Available operations under validation/operations/: add, conv, div,
gather, gemm, gemv, mul, pool, reduce_mean, relu, resize,
sigmoid, softmax, split.
Rebuilding
Release build (fast):
cmake --build /home/nico/raptor/raptor/cmake-build-release --target onnx-mlir -j 30
A slower debug build is also available — configure it the same way but with
-DCMAKE_BUILD_TYPE=Debug (see installation instructions below).
Build
Protobuf
Use the following commands to install protobuf:
git clone --depth 1 --branch v34.0 https://github.com/protocolbuffers/protobuf
cd protobuf
mkdir build
cd build
cmake .. -G Ninja -DCMAKE_BUILD_TYPE=Release
ninja
sudo ninja install
You can now remove the protobuf repo directory with:
cd ../..
rm -rf protobuf
Mlir
Follow the first part of instructions here to build mlir.
Remember to set -DCMAKE_BUILD_TYPE=Debug for developing on Raptor
Moreover, if compiling with build type debug, it is also suggested to use mold as linker (you will need to install it if you don't have it already) to reduce memory usage during linking. You can use it by setting the options:
-DLLVM_USE_LINKER=mold
Raptor
Use the following commands to build Raptor.

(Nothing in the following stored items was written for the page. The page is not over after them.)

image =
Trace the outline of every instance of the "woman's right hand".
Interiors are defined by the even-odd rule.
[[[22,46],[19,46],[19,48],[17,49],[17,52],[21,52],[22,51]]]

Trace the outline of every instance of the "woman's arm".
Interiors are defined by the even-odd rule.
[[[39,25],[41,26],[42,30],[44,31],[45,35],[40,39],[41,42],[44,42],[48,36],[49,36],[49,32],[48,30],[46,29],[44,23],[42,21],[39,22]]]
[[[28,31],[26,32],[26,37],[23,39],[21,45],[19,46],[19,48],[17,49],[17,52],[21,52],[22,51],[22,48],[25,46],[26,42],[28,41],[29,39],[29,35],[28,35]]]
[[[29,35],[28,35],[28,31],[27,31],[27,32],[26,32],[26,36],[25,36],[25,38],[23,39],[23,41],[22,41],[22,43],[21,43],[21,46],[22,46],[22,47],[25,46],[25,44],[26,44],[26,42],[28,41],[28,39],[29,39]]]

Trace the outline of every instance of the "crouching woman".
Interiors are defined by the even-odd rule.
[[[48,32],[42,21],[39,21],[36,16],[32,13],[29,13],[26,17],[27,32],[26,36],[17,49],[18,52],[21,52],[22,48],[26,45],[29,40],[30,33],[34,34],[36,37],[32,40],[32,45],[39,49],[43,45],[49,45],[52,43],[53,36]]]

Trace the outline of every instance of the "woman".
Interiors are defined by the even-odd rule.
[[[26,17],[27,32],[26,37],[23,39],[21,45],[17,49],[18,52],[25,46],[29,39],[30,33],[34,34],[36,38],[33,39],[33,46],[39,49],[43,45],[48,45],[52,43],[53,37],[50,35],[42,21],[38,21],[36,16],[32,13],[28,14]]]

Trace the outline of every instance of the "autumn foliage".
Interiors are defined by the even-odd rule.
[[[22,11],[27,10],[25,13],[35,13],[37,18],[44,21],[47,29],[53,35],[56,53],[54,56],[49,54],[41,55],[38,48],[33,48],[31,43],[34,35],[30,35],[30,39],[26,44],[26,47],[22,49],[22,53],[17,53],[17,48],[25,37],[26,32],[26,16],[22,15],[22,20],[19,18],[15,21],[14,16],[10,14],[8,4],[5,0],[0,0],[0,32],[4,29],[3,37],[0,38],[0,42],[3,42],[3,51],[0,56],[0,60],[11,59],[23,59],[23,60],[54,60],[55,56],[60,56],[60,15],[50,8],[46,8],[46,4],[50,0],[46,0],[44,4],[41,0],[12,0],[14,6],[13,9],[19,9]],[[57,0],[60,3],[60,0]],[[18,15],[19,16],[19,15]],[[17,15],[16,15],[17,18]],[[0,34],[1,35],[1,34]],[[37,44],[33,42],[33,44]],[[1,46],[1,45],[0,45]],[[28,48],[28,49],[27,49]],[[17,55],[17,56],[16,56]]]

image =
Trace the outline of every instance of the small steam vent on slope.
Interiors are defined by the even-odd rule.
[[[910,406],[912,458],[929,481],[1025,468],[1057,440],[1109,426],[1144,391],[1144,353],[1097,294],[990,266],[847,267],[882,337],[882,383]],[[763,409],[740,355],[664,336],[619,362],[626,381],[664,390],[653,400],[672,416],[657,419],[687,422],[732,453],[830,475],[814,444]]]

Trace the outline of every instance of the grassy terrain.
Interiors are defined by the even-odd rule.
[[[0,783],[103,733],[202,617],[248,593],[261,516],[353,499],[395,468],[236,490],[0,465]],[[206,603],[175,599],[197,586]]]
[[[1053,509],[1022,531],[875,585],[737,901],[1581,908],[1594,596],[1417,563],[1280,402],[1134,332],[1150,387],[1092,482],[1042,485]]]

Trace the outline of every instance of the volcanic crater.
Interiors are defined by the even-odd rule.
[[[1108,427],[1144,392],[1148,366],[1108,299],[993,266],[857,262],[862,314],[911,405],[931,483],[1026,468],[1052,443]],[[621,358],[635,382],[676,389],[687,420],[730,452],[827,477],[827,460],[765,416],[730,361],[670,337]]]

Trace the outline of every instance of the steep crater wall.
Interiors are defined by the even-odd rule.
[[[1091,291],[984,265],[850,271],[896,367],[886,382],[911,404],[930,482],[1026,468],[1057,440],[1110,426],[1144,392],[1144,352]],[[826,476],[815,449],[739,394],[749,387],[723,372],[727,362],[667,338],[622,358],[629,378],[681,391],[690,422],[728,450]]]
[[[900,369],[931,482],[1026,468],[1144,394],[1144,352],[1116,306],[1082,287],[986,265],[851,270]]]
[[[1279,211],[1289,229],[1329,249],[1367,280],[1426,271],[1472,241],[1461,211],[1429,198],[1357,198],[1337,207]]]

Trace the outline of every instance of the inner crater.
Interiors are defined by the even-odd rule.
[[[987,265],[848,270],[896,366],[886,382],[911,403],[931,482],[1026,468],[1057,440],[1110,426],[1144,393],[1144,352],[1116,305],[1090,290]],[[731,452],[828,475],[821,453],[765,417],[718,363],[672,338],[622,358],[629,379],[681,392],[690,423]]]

Remember to set -DCMAKE_BUILD_TYPE=Debug for developing on Raptor.
Also in this case, it is suggested to use mold as linker to reduce link time and memory usage, setting the options:
-DCMAKE_EXE_LINKER_FLAGS="-fuse-ld=mold" \
-DCMAKE_SHARED_LINKER_FLAGS="-fuse-ld=mold" \
-DCMAKE_MODULE_LINKER_FLAGS="-fuse-ld=mold"
git submodule update --init --recursive
MLIR_DIR=$(pwd)/onnx-mlir/llvm-project/build/lib/cmake/mlir
mkdir build && cd build
cmake .. -G Ninja \
-DCMAKE_BUILD_TYPE=Release \
-DONNX_MLIR_ACCELERATORS=PIM \
-DLLVM_ENABLE_ASSERTIONS=ON \
-DMLIR_DIR=${MLIR_DIR}
cmake --build .
If the build fails because of protobuf missing uint definitions,
just patch the problematic files by adding #include <cstdint> to their includes.